Sehingga penyebarannya tidak akan mampu ditangani dengan baik dan benar jika masih menggunakan paradigma sistem kapitalisme sekuler yang membolehkan hubungan sesama jenis alias LGBTQ, pekerja seks komersial (PSK), transgender, dan pergaulan bebas lainnya. Padahal faktanya penyebaran virus HIV tidak bisa dilepaskan dari pergaulan bebas yang jelas-jelas lahir dari prinsip kehidupan kapitalisme sekuler.
Kebebasan berekspresi yang diusung sekularisme akhirnya menjadi budaya yang cocok bagi berkembang biaknya pergaulan bebas di masyarakat. Tata nilai yang serba bebas menyediakan ruang bagi individu untuk mengekspresikan naluri seksualnya secara semaunya.
Apalagi, pergaulan bebas ini difasilitasi di berbagai media, baik menjadi trigger bangkitnya syahwat, maupun menjadi alat untuk menjajakan bisnis syahwat. Dalam sekali klik, manusia bisa terpapar konten vulgar yang membangkitkan nafsu. Dalam sekali klik pula, seseorang bisa terhubung dengan penyedia layanan jasa pelampiasan syahwat. Anehnya, rangkaian bisnis kotor ini begitu sangat sulit dibasmi aparat.
Oleh sebab itu, jika ingin menurunkan angka positif virus HIV AIDS, bahkan menghilangkan sampai ke akar-akarnya, maka harus ada solusi yang bersifat sistemis.
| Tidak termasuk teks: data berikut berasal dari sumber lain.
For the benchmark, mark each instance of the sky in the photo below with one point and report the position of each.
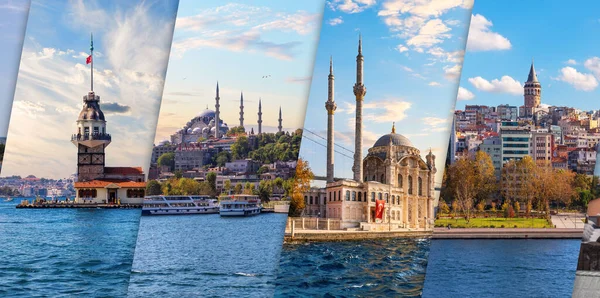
(412, 58)
(237, 45)
(13, 20)
(505, 36)
(132, 41)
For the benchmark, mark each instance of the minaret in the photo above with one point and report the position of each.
(280, 127)
(359, 93)
(242, 110)
(217, 114)
(91, 138)
(259, 116)
(532, 90)
(330, 106)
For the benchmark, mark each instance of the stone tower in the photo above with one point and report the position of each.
(532, 90)
(242, 109)
(217, 114)
(259, 116)
(91, 138)
(280, 127)
(330, 106)
(359, 93)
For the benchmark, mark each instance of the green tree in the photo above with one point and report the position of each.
(153, 188)
(300, 186)
(167, 160)
(211, 179)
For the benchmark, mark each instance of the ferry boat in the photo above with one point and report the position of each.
(179, 205)
(240, 205)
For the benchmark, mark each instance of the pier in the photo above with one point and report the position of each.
(507, 233)
(77, 206)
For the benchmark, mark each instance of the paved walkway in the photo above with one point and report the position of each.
(568, 220)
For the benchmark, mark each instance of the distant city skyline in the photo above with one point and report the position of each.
(264, 50)
(132, 42)
(13, 20)
(412, 60)
(505, 38)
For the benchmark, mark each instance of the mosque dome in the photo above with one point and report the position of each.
(397, 140)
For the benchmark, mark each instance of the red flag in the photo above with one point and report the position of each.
(380, 206)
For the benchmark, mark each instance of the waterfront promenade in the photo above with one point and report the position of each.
(507, 233)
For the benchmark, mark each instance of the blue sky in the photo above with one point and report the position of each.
(13, 19)
(132, 41)
(505, 36)
(237, 44)
(412, 51)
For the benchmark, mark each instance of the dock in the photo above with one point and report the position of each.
(78, 206)
(506, 233)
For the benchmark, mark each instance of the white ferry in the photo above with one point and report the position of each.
(240, 205)
(179, 205)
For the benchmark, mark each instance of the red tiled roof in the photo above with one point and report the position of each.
(124, 170)
(106, 182)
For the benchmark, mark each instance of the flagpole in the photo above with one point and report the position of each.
(92, 56)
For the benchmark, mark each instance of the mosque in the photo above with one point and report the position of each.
(208, 124)
(392, 188)
(97, 183)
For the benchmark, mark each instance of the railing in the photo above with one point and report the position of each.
(91, 137)
(313, 223)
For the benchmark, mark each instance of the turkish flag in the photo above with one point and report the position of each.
(380, 206)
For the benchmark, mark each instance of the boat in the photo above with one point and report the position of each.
(179, 205)
(240, 205)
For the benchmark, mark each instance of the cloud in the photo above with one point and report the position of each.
(350, 6)
(580, 81)
(464, 94)
(571, 62)
(115, 107)
(452, 73)
(481, 37)
(298, 80)
(136, 43)
(593, 64)
(335, 21)
(506, 84)
(239, 27)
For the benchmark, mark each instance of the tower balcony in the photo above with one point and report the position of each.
(91, 140)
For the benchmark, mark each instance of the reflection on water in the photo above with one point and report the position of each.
(502, 268)
(207, 256)
(388, 267)
(65, 252)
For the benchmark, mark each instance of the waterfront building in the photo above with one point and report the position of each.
(95, 182)
(393, 172)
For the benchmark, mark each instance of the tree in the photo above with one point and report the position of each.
(153, 188)
(211, 179)
(265, 190)
(238, 188)
(222, 158)
(167, 160)
(444, 209)
(300, 186)
(227, 186)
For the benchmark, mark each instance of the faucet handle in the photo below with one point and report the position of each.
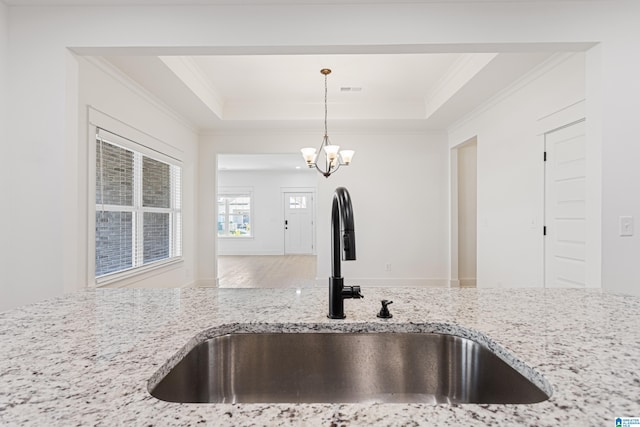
(384, 311)
(352, 292)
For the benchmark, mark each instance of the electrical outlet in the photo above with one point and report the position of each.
(626, 226)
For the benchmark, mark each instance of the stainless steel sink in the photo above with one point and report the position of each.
(344, 368)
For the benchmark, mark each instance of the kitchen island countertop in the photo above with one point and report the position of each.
(86, 358)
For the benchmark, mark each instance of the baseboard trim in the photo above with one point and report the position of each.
(205, 283)
(468, 283)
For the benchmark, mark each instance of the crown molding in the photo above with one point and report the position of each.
(539, 71)
(115, 73)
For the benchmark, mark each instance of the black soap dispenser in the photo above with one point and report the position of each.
(384, 311)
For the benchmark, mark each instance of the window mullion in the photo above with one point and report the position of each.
(138, 226)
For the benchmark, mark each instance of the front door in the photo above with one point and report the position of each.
(298, 223)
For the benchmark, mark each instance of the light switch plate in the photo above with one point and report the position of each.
(626, 226)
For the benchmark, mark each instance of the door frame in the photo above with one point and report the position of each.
(312, 191)
(556, 120)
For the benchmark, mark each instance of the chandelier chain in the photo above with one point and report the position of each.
(325, 105)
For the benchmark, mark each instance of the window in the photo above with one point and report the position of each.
(138, 207)
(297, 202)
(234, 215)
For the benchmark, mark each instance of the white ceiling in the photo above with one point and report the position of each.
(263, 162)
(396, 91)
(239, 2)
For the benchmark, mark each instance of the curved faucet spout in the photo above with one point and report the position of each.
(343, 239)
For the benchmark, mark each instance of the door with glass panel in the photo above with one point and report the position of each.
(298, 223)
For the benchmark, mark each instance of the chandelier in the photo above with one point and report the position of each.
(333, 157)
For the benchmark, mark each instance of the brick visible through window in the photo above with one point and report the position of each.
(138, 208)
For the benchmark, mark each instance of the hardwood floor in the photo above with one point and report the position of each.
(271, 271)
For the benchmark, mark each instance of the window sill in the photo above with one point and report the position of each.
(128, 277)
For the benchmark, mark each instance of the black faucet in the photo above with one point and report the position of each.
(341, 221)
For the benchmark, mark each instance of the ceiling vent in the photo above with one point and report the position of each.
(350, 89)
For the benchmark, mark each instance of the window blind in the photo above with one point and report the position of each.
(138, 206)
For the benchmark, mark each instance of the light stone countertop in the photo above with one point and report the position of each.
(86, 358)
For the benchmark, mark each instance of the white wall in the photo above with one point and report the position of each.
(102, 89)
(511, 172)
(5, 286)
(399, 203)
(268, 209)
(40, 78)
(467, 213)
(400, 208)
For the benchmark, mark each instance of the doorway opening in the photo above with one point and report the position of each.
(266, 221)
(464, 187)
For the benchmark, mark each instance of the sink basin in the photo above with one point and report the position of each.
(344, 368)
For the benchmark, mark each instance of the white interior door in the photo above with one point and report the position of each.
(565, 174)
(298, 223)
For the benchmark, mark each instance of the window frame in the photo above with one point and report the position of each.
(142, 145)
(235, 192)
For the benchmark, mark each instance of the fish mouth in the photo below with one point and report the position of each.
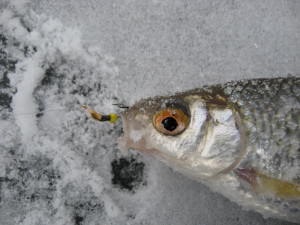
(133, 134)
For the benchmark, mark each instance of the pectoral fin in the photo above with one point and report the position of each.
(264, 184)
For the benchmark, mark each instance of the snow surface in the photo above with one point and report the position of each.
(55, 164)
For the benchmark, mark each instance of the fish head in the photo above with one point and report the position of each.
(198, 134)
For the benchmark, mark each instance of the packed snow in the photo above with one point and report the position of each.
(59, 167)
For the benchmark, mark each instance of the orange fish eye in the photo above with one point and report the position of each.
(170, 121)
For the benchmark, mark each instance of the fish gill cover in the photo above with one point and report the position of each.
(56, 166)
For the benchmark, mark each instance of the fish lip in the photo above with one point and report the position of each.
(123, 141)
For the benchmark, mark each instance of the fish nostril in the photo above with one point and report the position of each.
(169, 123)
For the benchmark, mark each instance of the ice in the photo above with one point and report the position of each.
(56, 165)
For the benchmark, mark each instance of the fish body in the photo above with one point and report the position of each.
(241, 138)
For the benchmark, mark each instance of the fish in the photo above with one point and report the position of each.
(240, 138)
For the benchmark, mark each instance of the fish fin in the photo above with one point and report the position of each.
(264, 184)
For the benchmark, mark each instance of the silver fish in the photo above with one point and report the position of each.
(241, 138)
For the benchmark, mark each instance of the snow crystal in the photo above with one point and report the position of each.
(56, 164)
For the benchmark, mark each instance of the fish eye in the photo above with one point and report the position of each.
(170, 121)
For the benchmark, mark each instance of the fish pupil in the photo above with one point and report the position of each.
(169, 123)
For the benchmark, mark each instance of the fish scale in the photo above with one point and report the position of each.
(241, 140)
(272, 113)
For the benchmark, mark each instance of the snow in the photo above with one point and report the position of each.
(56, 167)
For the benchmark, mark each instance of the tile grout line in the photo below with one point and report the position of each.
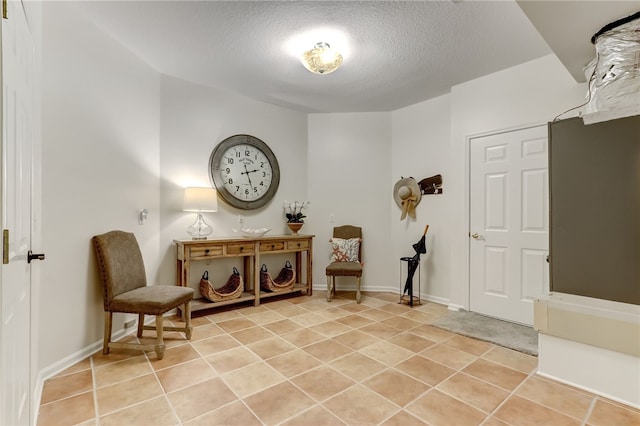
(94, 391)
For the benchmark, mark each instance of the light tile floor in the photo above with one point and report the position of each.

Sebab masalah ini tidak sekadar muncul karena problem individu saja, melainkan muncul begitu massif sebagai dampak dari pandangan hidup dan pengaturan sistem bernegara.
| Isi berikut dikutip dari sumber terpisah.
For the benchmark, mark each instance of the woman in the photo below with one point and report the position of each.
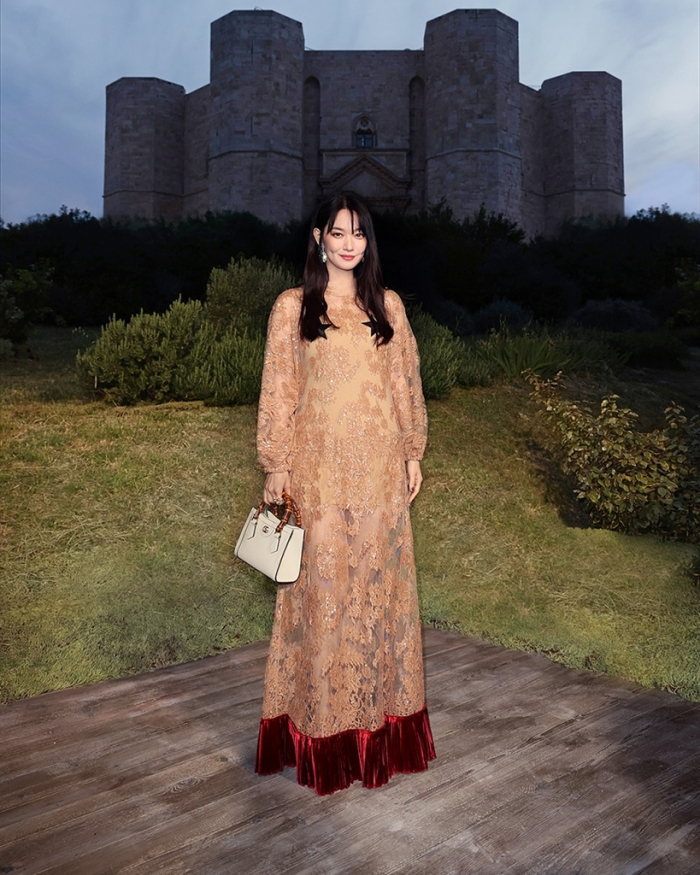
(342, 428)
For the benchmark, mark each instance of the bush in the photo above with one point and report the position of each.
(23, 300)
(441, 354)
(614, 314)
(451, 314)
(6, 349)
(502, 313)
(145, 359)
(225, 370)
(629, 480)
(647, 349)
(476, 369)
(242, 294)
(537, 351)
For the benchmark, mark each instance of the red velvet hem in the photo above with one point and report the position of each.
(402, 744)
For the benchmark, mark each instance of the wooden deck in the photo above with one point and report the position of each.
(540, 769)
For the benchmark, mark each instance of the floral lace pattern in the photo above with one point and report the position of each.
(343, 415)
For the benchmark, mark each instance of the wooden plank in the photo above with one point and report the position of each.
(540, 769)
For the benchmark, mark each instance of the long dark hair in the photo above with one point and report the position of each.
(368, 273)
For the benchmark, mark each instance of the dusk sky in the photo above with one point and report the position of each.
(57, 57)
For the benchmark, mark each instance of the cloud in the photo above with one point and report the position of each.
(58, 56)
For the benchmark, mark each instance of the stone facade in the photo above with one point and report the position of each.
(278, 128)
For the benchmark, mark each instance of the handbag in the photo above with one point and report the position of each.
(272, 544)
Sebagai bangsa yang relijius dan mayoritas muslim, sudah selayaknya menetapkan strategi penanganan HIV AIDS ini dengan merujuk pada tuntunan syariat Islam saja, bukan yang lain. Setidaknya ada 3 langkah kebijakan yang harus dilakukan pemerintah yaitu melalui kebijakan kebijakan promotif, preventif, kuratif hingga rehabilitatif.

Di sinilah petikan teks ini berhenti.